Spatial Structure in Low Dimensions for Diffusion Limited Two-Particle Reactions

TL;DR

This paper investigates the spatial structure and asymptotic behavior of a two-particle reaction system on a lattice in dimensions less than four, revealing segregation and Gaussian limits in low dimensions.

Contribution

It provides a detailed analysis of the spatial structure and limiting behavior of the reaction system for dimensions less than four, complementing previous work on higher dimensions.

Findings

Particles segregate in dimensions less than four.

Rescaled processes converge to Gaussian limits.

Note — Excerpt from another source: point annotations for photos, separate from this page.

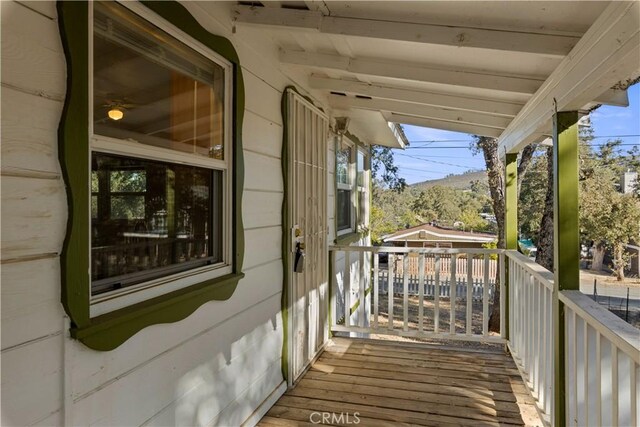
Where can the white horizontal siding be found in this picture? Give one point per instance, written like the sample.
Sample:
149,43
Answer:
207,373
31,381
34,215
31,59
29,134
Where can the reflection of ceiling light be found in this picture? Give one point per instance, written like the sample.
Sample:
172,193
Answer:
115,113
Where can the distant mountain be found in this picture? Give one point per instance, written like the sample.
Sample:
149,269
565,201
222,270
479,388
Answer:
461,181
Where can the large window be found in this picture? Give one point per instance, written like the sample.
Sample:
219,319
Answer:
158,159
150,150
344,180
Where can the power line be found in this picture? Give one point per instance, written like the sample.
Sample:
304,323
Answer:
467,148
430,141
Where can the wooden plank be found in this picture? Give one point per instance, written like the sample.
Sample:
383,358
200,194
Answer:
311,417
389,362
461,394
32,56
488,106
390,284
435,411
367,411
486,406
476,364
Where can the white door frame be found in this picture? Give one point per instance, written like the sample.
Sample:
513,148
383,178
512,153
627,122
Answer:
294,100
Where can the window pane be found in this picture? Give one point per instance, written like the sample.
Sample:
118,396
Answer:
344,209
342,166
360,168
151,219
152,89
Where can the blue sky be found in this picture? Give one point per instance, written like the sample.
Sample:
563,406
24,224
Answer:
420,164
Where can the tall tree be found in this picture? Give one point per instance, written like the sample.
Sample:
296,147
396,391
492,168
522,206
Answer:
544,255
495,173
384,171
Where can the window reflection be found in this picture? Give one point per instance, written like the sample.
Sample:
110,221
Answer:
150,219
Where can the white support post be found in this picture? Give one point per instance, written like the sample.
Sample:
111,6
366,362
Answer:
421,268
453,285
469,316
405,292
390,283
376,262
362,307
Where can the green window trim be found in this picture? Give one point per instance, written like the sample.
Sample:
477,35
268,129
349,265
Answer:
108,331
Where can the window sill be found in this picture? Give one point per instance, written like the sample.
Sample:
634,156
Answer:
110,330
347,239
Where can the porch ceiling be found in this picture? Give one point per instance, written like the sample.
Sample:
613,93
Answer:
489,68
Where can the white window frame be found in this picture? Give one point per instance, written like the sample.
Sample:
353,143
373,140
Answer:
362,221
116,299
351,186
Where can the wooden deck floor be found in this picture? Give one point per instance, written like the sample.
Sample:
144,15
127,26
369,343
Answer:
386,384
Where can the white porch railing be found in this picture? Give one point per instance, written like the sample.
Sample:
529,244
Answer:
602,352
530,327
603,368
435,293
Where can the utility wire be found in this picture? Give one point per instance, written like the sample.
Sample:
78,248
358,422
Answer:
436,161
467,148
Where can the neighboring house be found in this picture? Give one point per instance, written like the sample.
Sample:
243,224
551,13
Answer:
432,236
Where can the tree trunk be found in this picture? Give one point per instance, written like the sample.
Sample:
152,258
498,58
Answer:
598,256
544,256
495,175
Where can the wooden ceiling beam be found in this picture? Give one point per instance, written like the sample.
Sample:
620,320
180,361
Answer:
414,72
482,105
441,124
608,53
426,111
524,41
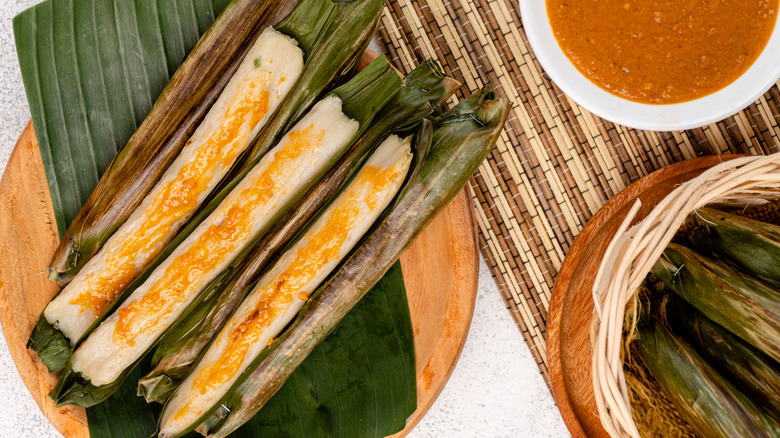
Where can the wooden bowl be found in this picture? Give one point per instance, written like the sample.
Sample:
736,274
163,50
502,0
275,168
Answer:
571,307
440,273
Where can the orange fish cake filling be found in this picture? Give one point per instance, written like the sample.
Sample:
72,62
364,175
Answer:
323,247
179,197
184,275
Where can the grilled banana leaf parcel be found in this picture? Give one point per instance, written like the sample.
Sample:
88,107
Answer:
115,346
461,140
243,108
140,163
752,245
280,293
739,303
425,88
710,404
265,76
331,37
751,371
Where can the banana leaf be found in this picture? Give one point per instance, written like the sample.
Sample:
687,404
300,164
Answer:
116,45
339,46
335,387
750,371
421,147
423,87
739,303
710,404
52,346
752,245
92,69
461,140
362,98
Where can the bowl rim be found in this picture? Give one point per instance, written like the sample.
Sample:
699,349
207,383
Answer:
749,87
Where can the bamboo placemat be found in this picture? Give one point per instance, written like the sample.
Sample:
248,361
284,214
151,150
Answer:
556,163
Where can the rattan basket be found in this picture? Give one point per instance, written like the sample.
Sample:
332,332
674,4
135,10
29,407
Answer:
632,253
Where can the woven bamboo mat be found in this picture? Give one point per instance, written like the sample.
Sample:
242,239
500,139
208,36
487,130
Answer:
556,164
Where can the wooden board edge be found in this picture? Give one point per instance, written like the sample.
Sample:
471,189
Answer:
71,420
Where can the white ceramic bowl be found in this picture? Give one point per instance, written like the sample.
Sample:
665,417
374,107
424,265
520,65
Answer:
761,76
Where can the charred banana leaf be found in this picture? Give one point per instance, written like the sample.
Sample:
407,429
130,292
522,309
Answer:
181,107
752,245
425,88
711,405
461,140
283,290
751,371
115,345
243,108
739,303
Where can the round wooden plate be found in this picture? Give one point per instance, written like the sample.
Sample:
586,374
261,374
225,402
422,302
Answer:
440,272
571,307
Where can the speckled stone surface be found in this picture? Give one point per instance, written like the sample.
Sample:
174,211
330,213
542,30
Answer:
495,390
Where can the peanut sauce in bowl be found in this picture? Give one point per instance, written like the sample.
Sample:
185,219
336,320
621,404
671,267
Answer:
657,64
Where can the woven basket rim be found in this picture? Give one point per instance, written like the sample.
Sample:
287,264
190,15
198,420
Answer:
633,251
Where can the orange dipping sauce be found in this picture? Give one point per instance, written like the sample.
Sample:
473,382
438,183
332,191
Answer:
662,51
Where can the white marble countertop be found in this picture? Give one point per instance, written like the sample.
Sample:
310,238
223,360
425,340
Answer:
495,390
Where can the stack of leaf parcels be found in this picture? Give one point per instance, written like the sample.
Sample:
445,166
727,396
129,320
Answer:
715,347
236,255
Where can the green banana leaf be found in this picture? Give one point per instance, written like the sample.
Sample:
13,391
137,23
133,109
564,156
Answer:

Density decay follows specific power laws depending on dimension.

Abstract

Consider the system of particles on ${\Bbb Z}^d$ where particles are of two types, $A$ and $B$, and execute simple random walks in continuous time. Particles do not interact with their own type, but when a type $A$ particle meets a type $B$ particle, both disappear. Initially, particles are assumed to be distributed according to homogeneous Poisson random fields, with equal intensities for the two types. This system serves as a model for the chemical reaction $A+B\to inert$. In [BrLe91a], the densities of the two types of particles were shown to decay asymptotically like $1/t^{d/4}$ for $d<4$ and $1/t$ for $d\geq 4$, as $t\to\infty$. This change in behavior from low to high dimensions corresponds to a change in spatial structure. In $d<4$, particle types segregate, with only one type present locally. After suitable rescaling, the process converges to a limit, with density given by a Gaussian process. In $d>4$, both particle types are, at large times, present locally in concentrations not depending on the type, location or realization. In $d=4$, both particle types are present locally, but with varying concentrations. Here, we analyze this behavior in $d<4$; the behavior for $d\geq 4$ will be handled in a future work [BrLe99].